In Process Control applications, it is vital to connect control systems, such as PLC’s, to the real world.
Enter the humble relay!
Even though PLC systems were introduced to eliminate relays, we still can’t live without them! The traditional socket mounted, electromechanical relay, often used in designs that are 30 to 40 years old, is still a highly effective solution to load-switching problems in industrial and commercial applications.
Top 10 reasons to use a Relay in a Process Control application:
- High current contacts - By using a relay interfaced to a PLC output, you now have the ability to switch on and off much higher current loads (typically 10Amps for a small plug-in relay) than by just using the PLC output alone.
- Multiple poles – Relays give your PLC the ability to switch multiple loads simultaneously. If you try this with just PLC outputs, you will need multiple individual PLC outputs to do the same job, plus programs will need modifications.
- Low replacement cost – Plug-in relays are a lot cheaper to replace than a PLC output module. If a relay contact “welds” then all that is required to fix the problem is to pull out the relay and replace it.
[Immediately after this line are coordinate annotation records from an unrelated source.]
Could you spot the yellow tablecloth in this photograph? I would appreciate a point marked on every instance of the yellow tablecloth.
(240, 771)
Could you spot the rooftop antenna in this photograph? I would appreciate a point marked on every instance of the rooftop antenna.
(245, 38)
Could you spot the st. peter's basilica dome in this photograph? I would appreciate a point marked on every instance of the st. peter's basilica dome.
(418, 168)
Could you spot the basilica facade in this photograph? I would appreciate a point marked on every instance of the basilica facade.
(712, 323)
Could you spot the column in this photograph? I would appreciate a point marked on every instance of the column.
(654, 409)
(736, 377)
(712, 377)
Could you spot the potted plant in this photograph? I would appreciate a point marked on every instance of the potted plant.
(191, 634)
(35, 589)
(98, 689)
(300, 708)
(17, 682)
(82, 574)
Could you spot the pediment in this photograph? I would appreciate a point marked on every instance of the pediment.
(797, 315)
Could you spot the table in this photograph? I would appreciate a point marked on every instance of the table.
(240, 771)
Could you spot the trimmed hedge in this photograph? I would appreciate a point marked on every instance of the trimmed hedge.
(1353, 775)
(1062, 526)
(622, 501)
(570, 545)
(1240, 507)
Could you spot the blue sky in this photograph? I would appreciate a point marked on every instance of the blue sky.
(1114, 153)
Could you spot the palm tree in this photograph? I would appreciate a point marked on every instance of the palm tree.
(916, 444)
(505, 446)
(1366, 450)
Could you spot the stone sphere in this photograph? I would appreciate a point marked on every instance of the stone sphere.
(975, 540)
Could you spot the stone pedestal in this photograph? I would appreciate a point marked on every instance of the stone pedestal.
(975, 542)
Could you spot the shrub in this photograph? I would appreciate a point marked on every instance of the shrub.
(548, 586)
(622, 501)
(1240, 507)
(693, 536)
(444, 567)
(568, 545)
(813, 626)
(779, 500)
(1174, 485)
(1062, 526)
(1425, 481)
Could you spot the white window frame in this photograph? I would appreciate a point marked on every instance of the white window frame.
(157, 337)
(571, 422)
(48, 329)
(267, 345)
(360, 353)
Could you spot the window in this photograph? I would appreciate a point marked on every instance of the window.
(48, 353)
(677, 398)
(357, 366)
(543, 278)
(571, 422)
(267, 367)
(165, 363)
- Less downtime of Process Automation – It seems strange to say this, but through experience, you will find that it is quicker to pull out a suspect relay and replace it than it is to: (a) Find a spare Output Module, (b)Get authorization to shut down the Process, (c) Get maintenance to lockout all energy to the panel (d) Get maintenance personnel to replace suspect Output Module, (e) Get maintenance to energize the PLC panel and all other associated equipment, (f) Hunt down the Process operators, who went for a coffee break, (g) Get the Operators to reset the Process to a starting point, (h) Restart the Process Automation, and hope everything runs okay! On a time scale, it would take about 20 to 30 minutes to get the relay replaced, but the harsh reality is, replacing a suspect PLC Output Module could take anywhere from 1 hour to 8 hours!
- Simple control of loads – Relays are ideal for switching loads such as Lamps, motors, heaters, solenoids, pumps, etc. To use a PLC output, means to consciously design for these items during the initial design phase. Ask questions such as, what is the maximum current of the load? What is the voltage range required? Is the load inductive? Can the PLC Output be sink, source or volt free contact?
- Normally closed contacts – Ah, I hear you say, “So what!” Normally closed contacts can be a big deal in any Process Control System. When the relay is de-energized, the relay contacts are closed, allowing a circuit to be made. Now, a PLC Output is normally open (unless you use a form C relay output module). PLC digital Output Modules generally fall into a small number of categories such as Solid state A.C or D.C. and Relays. A typical application is an Interlock signal that is used between to Process Control systems. If the requirement for the Interlock is that it will be ON when de-energized, then your safest solution is the humble plug-in relay.
- No leakage current through contacts – Solid state relays and some PLC Output Modules have a small “leakage current” this is only a minute source, but can show up a source of problems during commissioning a Process Control system. Leakage current can cause strange results in a system such as Beacons on Control Panels flashing for no reason.
- Manual override ability – Some relays have a small lever that can be pushed in to manually operate the contacts. This gives you the ability to test connected circuits even when the Process Automation PLC system is off!
- Lower maintenance costs – One relay is cheaper to replace, than a whole PLC Output Module.
- Many different styles of relay help ease design issues – Relays come in many shapes and sizes to help implement an Engineers design. There are plug-in styles with an octal base, plug-in styles with flat pins, Din mounted, terminal block mounted, PC board mounted, Built-in LED indicators, Timer delay types, pulse expander types, relays that detect and operate on speed, built-in suppression of spikes and Built-in diodes for D.C. coils.